Cinta bukan sekadar rasa. Ia adalah pengorbanan, keikhlasan, dan keberanian untuk berdiri tegak di sisi yang benar, meski harus melawan arus dunia. Di tengah hiruk pikuk cinta yang banyak diwarnai nafsu dan kepalsuan, ada satu kisah cinta yang begitu tulus hingga membuat Allah turun tangan... menyampaikan salam.

Kehormatan Mendapat Salam dari Allah

Pernahkah kita membayangkan seperti apa rasanya mendapat salam langsung dari Allah SWT?

Sebuah kehormatan yang luar biasa, dan hanya orang-orang pilihan yang layak menerimanya. Salah satunya adalah Abu Bakar Ash-Shiddiq radhiyallahu 'anhu-sahabat paling setia Rasulullah SAW.

Siapa yang tak kenal Abu Bakar? Ia bukan sekedar teman dekat Rasulullah, tapi juga orang pertama dari kalangan laki-laki dewasa yang memeluk Islam.

Julukan Ash-Shiddiq diberikan kepadanya karena imannya yang kokoh dan keyakinannya yang tak tergoyahkan, terutama ketika ia membenarkan peristiwa agung Isra Mi'raj, saat banyak orang yang meragukan kebenaran Rasulullah SAW.

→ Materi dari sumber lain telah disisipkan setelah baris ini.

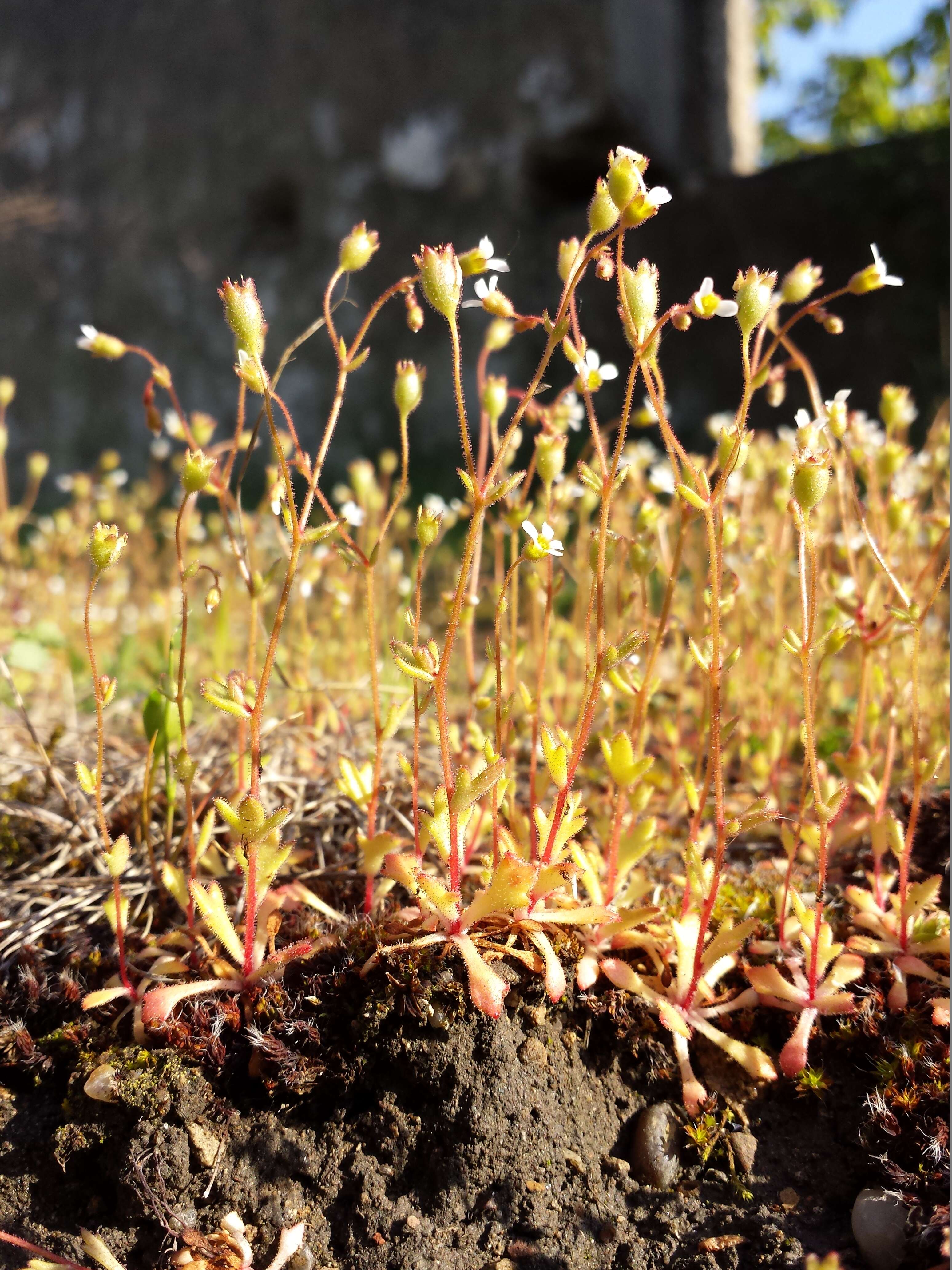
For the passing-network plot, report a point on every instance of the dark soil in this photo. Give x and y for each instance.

Abu Bakar Ash-Shiqqid orang yang pertama membenarkan peristiwa Isra Mi'raj
Abu Bakar Ash-Shiddiq mencintai Allah

Dalam satu kesempatan yang menggetarkan hati, Rasululah SAW sedang berada dirumah Aisyah radhiyallahu 'anha.

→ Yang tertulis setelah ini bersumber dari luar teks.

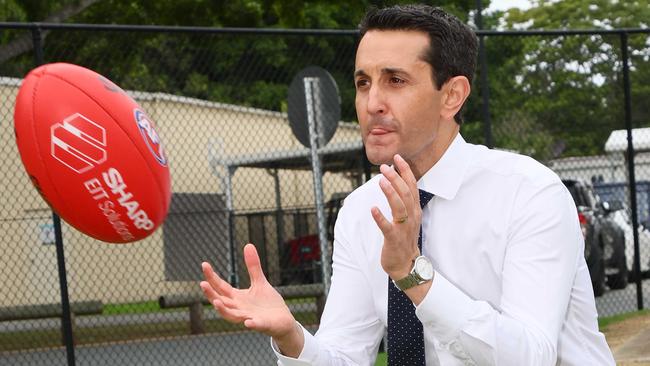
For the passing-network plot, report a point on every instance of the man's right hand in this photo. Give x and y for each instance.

Tiba-tiba Jibril turun membawa wahyu dan dalam momen yang agung itu, ia menyampaikan sesuatu yang istimewa sehingga Rasulullah SAW berkata kepada Aisyah: 
"Wahai Aisyah, panggillah ayahmu kemari. Sesungguhnya Allah menyampaikan salam untuknya"

Bayangkan, sahabat...Allah, Sang Pencipta langit dan bumi, menyampaikan salam kepada seorang hamba-Nya. Ketika Abu Bakar datang, Rasulullah pun berkata kepadanya:
"Wahai Abu Bakar, sesungguhnya Allah menyampaikan salam untukmu."(HR. al-Hakim, disahihkan oleh al-Albani dalam Silsilah Ahadits ash-Shahihah, no. 819)

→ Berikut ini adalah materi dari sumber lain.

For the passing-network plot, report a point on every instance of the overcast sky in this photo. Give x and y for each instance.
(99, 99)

Abu Bakar terdiam, matanya berkaca-kaca. Ia menjawab dengan penuh ketundukan dan rasa syukur:
"Allah yang Maha Sempurna, Maha Damai, dari-Nya datang keselamatan. Dan kepada-Nya kembali segala keselamatan. Segala puji bagi Allah, Tuhan semesta alam."

Sungguh, ini bukan sekadar salam—ini adalah bentuk cinta Ilahi kepada hamba-Nya yang benar-benar tulus. Tapi tentu kita bertanya, apa yang membuat Abu Bakar begitu dicintai oleh Allah?. Apa yang menjadikannya begitu istimewa hingga mendapat salam langsung dari Sang Pencipta?

Inilah yang membawa kita pada inti dari semuanya, cinta yang murni, cinta yang tulus, cinta yang tak menyisakan ruang bagi dunia—cinta Abu Bakar kepada Allah dan Rasul-Nya.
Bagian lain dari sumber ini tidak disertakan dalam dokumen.